Whether you’re a forex trading beginner or seasoned trader, how to best optimize forex earnings remains the most discussed topic.
Though there are as many strategies as there are day traders, in this article we’ll provide you with some of the best trading strategies and methods we’ve found, to help you become profitable in the forex market through trading online. The first thing you have to decide is whether you are looking to optimize your forex earnings in the long or short term, as the best strategy for you will depend on these goals. These specific aims will also influence how to best benefit from your position through trading capital (your money) and leverage (what you borrow). For this reason, different traders utilize unique strategies; for example, the position trader looks out for the long term, while a day trader could prefer either a long or short-term investment strategy. Whatever your strategy, it’s necessary to conduct the proper market analysis on important currency pairs, such as GBP/CHF, AUD/NZD, and USD/JPY, to determine potentially profitable currency pairs to exchange, based on examining a trend. Following various trading strategies, you can either become profitable or if things aren’t going well, you might need to consider another strategy that will work better for you. Once you have optimized your earnings, and are in a profitable position, you can close a winning trade. Sounds great, right? Let’s get started.
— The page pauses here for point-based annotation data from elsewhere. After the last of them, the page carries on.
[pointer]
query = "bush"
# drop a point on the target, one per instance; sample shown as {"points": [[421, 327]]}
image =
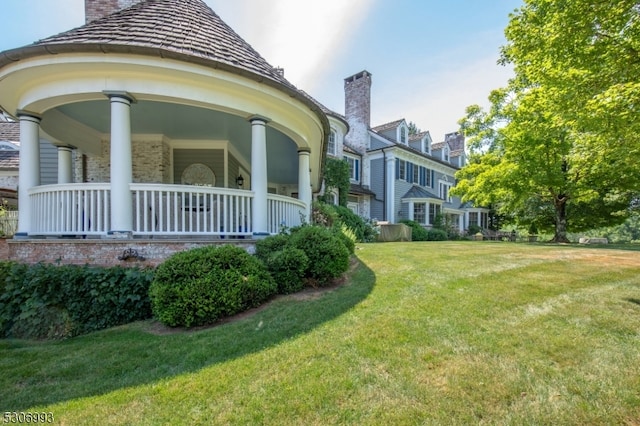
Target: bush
{"points": [[202, 285], [328, 256], [269, 245], [323, 214], [418, 233], [364, 230], [437, 235], [473, 229], [49, 301], [287, 267]]}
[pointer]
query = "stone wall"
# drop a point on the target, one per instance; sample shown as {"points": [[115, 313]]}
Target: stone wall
{"points": [[101, 252], [9, 182]]}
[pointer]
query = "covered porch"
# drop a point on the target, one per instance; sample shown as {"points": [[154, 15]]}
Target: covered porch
{"points": [[234, 158], [84, 210]]}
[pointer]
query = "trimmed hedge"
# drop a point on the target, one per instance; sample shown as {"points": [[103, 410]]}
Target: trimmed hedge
{"points": [[288, 267], [200, 286], [437, 235], [50, 301]]}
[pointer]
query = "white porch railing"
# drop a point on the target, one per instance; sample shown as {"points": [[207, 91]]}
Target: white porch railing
{"points": [[158, 209], [8, 223], [70, 209], [284, 212]]}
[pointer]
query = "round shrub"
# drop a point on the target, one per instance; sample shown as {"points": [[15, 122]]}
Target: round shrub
{"points": [[347, 236], [202, 285], [288, 267], [328, 256], [437, 235], [418, 233]]}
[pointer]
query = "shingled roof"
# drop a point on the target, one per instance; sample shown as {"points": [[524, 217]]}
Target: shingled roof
{"points": [[387, 126], [187, 30], [10, 131]]}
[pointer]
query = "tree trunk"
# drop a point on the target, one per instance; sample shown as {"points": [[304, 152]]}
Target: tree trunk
{"points": [[560, 203]]}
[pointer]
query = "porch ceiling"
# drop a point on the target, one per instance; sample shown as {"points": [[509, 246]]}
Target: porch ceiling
{"points": [[184, 122]]}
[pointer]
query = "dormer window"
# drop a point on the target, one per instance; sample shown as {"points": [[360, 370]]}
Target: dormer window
{"points": [[426, 145], [354, 168], [331, 147]]}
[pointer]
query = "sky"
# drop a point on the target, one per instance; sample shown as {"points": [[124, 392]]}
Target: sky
{"points": [[429, 59]]}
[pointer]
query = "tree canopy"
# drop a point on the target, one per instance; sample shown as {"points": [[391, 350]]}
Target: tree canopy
{"points": [[559, 144]]}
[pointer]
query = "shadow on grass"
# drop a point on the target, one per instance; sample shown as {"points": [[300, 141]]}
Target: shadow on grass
{"points": [[39, 374]]}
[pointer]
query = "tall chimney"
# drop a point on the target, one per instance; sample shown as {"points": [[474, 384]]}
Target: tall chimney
{"points": [[357, 109], [96, 9]]}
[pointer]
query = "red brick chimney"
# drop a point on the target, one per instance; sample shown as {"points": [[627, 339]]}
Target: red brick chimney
{"points": [[96, 9]]}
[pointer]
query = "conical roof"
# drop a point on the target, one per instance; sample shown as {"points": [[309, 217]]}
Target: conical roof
{"points": [[187, 30]]}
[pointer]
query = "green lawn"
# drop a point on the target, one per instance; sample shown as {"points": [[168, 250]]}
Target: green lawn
{"points": [[421, 333]]}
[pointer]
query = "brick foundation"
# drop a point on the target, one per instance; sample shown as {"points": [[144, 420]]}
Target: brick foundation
{"points": [[104, 252], [4, 249]]}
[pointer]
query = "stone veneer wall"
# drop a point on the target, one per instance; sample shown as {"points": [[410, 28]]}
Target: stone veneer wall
{"points": [[102, 252], [9, 182], [96, 9], [151, 162]]}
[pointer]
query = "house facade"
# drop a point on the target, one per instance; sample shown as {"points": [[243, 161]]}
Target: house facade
{"points": [[165, 123], [156, 120]]}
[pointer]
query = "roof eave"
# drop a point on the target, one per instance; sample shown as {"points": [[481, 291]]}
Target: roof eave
{"points": [[34, 50]]}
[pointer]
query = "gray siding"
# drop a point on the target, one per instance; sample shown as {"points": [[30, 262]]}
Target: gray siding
{"points": [[377, 144], [48, 163], [402, 187], [377, 187], [213, 158]]}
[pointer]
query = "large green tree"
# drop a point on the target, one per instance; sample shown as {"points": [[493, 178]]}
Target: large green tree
{"points": [[559, 144]]}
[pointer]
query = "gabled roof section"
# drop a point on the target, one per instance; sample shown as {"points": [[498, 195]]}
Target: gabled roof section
{"points": [[418, 136], [437, 146], [179, 29], [387, 126], [351, 150], [419, 192]]}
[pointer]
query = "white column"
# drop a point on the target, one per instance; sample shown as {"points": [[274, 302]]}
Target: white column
{"points": [[259, 183], [29, 173], [391, 189], [64, 165], [121, 164], [304, 180]]}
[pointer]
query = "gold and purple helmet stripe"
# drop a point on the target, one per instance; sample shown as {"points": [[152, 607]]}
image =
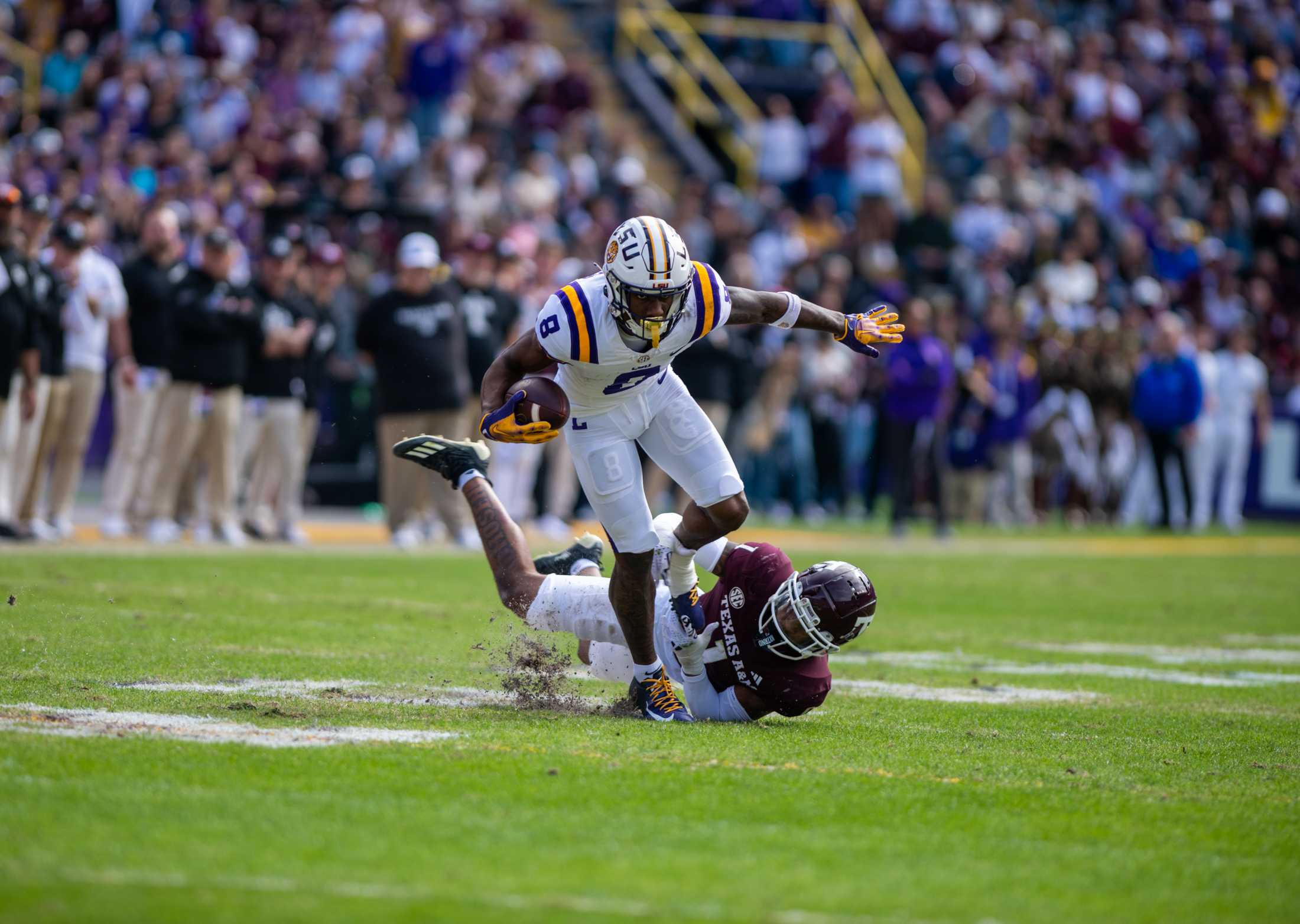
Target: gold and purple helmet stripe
{"points": [[655, 251], [583, 346], [707, 294]]}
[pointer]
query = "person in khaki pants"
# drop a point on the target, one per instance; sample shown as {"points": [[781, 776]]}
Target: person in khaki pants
{"points": [[274, 398], [415, 337], [217, 327], [94, 316], [150, 281], [47, 291]]}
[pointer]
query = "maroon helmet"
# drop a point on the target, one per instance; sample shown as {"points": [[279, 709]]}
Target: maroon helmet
{"points": [[833, 602]]}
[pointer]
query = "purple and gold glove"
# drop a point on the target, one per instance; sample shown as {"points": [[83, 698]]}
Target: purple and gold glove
{"points": [[502, 427], [876, 327]]}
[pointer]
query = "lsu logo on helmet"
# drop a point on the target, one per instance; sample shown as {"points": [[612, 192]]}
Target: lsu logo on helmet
{"points": [[646, 258]]}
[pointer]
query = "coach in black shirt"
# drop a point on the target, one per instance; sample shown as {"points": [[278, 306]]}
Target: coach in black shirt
{"points": [[216, 328], [17, 350], [271, 432], [151, 282], [47, 291], [415, 337]]}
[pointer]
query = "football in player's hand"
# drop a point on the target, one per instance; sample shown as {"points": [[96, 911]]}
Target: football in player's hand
{"points": [[544, 401]]}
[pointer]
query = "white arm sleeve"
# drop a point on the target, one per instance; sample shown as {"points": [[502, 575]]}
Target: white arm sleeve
{"points": [[707, 704]]}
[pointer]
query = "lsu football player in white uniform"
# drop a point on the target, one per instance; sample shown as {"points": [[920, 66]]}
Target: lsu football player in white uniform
{"points": [[614, 334]]}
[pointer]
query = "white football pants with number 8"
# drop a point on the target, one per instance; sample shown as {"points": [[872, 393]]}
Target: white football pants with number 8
{"points": [[675, 433]]}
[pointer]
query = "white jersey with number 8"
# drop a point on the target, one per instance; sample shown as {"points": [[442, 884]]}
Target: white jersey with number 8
{"points": [[599, 371]]}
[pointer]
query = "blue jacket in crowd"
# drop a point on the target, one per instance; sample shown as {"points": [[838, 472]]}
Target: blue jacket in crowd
{"points": [[1168, 394]]}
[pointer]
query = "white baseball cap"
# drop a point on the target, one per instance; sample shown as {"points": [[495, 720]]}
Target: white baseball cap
{"points": [[419, 251]]}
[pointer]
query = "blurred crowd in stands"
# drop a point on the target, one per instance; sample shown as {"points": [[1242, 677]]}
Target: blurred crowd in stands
{"points": [[254, 235]]}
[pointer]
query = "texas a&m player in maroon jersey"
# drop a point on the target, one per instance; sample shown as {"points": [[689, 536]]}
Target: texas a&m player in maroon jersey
{"points": [[766, 633]]}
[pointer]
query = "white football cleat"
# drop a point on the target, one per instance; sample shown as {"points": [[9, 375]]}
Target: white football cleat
{"points": [[232, 535], [113, 528], [42, 531], [293, 535]]}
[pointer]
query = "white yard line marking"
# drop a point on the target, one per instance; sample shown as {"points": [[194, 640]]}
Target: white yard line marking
{"points": [[470, 697], [86, 723], [284, 688], [995, 695], [1164, 654], [453, 697], [1246, 639], [952, 661], [583, 905]]}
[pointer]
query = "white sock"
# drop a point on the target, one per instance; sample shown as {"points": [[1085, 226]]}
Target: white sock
{"points": [[467, 477], [644, 671], [681, 570]]}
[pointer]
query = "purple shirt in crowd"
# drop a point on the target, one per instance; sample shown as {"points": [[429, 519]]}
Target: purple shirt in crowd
{"points": [[921, 371], [1016, 384]]}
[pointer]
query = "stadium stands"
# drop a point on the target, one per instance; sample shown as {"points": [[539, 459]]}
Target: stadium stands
{"points": [[1084, 171]]}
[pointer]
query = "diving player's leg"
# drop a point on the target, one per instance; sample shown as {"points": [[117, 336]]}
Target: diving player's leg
{"points": [[607, 467], [464, 464]]}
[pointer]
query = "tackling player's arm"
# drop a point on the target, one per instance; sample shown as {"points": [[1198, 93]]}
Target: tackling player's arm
{"points": [[787, 310], [522, 358]]}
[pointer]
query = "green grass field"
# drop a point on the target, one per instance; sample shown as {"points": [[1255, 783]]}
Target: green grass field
{"points": [[1159, 783]]}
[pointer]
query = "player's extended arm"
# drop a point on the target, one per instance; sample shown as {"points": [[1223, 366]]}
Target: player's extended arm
{"points": [[787, 310], [522, 358]]}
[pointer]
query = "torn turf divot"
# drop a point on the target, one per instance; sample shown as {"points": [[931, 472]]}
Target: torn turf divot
{"points": [[952, 661], [993, 695], [281, 688], [1169, 654], [599, 906], [90, 723]]}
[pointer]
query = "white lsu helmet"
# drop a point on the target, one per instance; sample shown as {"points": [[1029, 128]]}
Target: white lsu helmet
{"points": [[646, 256]]}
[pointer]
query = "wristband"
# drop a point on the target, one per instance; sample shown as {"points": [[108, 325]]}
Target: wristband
{"points": [[794, 306]]}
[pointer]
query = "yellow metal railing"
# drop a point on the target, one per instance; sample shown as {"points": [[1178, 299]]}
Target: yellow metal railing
{"points": [[28, 59], [698, 79], [692, 70]]}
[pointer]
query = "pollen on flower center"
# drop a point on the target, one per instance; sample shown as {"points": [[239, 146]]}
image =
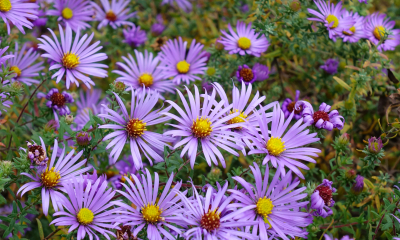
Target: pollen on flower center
{"points": [[135, 127], [379, 32], [146, 79], [183, 66], [50, 178], [201, 127], [67, 13], [5, 5], [16, 70], [110, 16], [244, 43], [332, 18], [264, 207], [85, 216], [57, 99], [211, 220], [70, 60], [151, 213], [275, 146]]}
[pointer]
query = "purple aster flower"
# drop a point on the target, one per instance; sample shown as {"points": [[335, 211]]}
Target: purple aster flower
{"points": [[52, 178], [89, 209], [180, 66], [357, 31], [282, 145], [245, 41], [375, 145], [75, 13], [275, 205], [185, 5], [331, 16], [377, 26], [18, 13], [57, 101], [89, 102], [262, 71], [323, 118], [115, 14], [144, 72], [155, 211], [201, 123], [23, 67], [288, 107], [134, 36], [132, 128], [245, 74], [321, 199], [212, 216], [74, 57], [330, 66]]}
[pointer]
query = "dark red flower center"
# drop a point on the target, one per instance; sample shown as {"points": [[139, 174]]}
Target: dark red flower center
{"points": [[246, 74], [320, 115], [58, 99], [325, 193]]}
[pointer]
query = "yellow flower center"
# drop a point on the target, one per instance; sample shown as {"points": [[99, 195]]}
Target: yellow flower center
{"points": [[70, 60], [151, 213], [379, 32], [50, 178], [201, 127], [351, 31], [264, 207], [85, 216], [244, 43], [135, 127], [275, 146], [67, 13], [5, 5], [16, 70], [183, 66], [146, 79], [332, 18]]}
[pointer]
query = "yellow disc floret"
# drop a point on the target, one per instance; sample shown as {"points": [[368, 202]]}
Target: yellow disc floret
{"points": [[332, 18], [67, 13], [201, 127], [146, 79], [275, 146], [70, 60], [244, 43], [16, 70], [135, 127], [50, 178], [379, 32], [5, 5], [85, 216], [183, 66], [151, 213]]}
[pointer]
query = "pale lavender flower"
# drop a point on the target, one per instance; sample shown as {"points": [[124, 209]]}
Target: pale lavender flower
{"points": [[321, 199], [74, 57], [152, 210], [89, 209], [75, 13], [245, 41], [323, 118], [115, 14], [132, 128], [52, 178], [23, 67], [275, 205], [180, 66], [202, 122]]}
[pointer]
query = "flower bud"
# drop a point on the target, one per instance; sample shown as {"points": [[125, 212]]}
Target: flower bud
{"points": [[83, 138]]}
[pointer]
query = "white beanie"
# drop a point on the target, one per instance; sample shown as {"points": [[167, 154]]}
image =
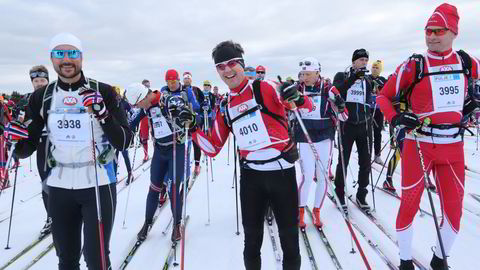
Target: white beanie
{"points": [[310, 64], [65, 39]]}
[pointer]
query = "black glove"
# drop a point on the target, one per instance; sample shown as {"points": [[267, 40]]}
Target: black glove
{"points": [[339, 103], [406, 119], [289, 93], [186, 117]]}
How to Profit from the Forex Market
First up, when determining how to profit from the forex market, you first need to have a solid money management strategy—i.e. how much, and using what strategy do you intend to invest your money? Yes, the goal, in any case, is to make a successful trade (you gain more money than you lose), but what is the larger goal you are working to achieve? This plays a key role in the methods you select when it comes to trading forex. In any case, it’s important to pay attention to the economic calendar (dates in which specific economic information is released), as important information is disclosed regarding how the economy is doing in terms of production, prices, interest rates, etc… This can drive currency values—i.e. when news gets released that a certain economy is experiencing high inflation, its value could lower. If you’re worried that your forex could plummet in value after hearing certain economic news, you could utilize a stop-loss order—and sell your forex at a cheaper price (which creates a loss), but allows you to regain cash and stop yourself from losing more. Trend analysis can help you determine opportunities to make a winning trade. More specifically, pivot trading involves using pivot points to identify price trends and therefore opportunities to make a profit. When considering your personal trading strategy, pay close attention to daily pivot points, which are used in trend line analysis to highlight the relationship between the intra-day high and intra-day low closing prices. The Pivots level determines support and resistance levels, which indicates the best time to buy and sell forex.
What strategy is the best for forex trading?
So, what is the best strategy for forex trading? That depends on your short and long-term goals. We’ll explain some of the different forex trading strategies below, to see which strategy is the best fit for you:
Interest rate forex trading: This method utilizes perhaps one of the most important factors in determining the true value of forex: the currency’s interest rate. By keeping an eye on even minor fluctuations in nations’ interest rates, you have the opportunity to create a profitable exit trade.
Price action trading: This is the preferred strategy for short-term traders. It uses the plotted values of forex over time, and the up and down trends which result, to determine trading opportunities. By examining the direction of the trend and determining entry or exit points (set indications of when to buy or sell), traders can determine how to make a successful trade.
Scalping strategy: This is one of the methods used in day trading. By conducting fundamental analysis (using macro and microeconomic values to determine the intrinsic value), investors seek to profit from small changes in the market by tracking even the smallest price movements through pips (percentage in points). These traders tend to hold onto the forex for a short amount of time, and generally only make a small profit.
Regardless of the strategy you choose, the FlowBank app allows you to do all of your trading with ease.
So, what is the best way to identify trends? As mentioned, it’s important to pay attention to the economic calendar, and how trading in the news is covered; this can provide you valuable insight regarding your online trading. You can also read a market research blog, as well as keep a close eye on financial news, which should provide you with some key forex market analysis and trading ideas. Always remember that the key to a winning trade is proper trend identification. Various types of trading indicators can provide key information regarding historical performance, and therefore be used to predict future prices. Oscillators are just as important, as they can help traders determine whether currencies are being overbought or oversold in certain markets. Next to this, Fibonacci retracement levels can be used to determine possible support and resistance levels indicating upcoming price changes. If we go one step further, Japanese candlesticks can be used to analyze traders’ reactions to various markets. These reactions create patterns in charts, which can help indicate reversals (positive or negative changes in a price trend). With so many types of trading strategies and various methods to identify trends, it’s important to develop a solid money management strategy to ensure you are consistently making decisions that best benefit your short and long-term forex trading goals.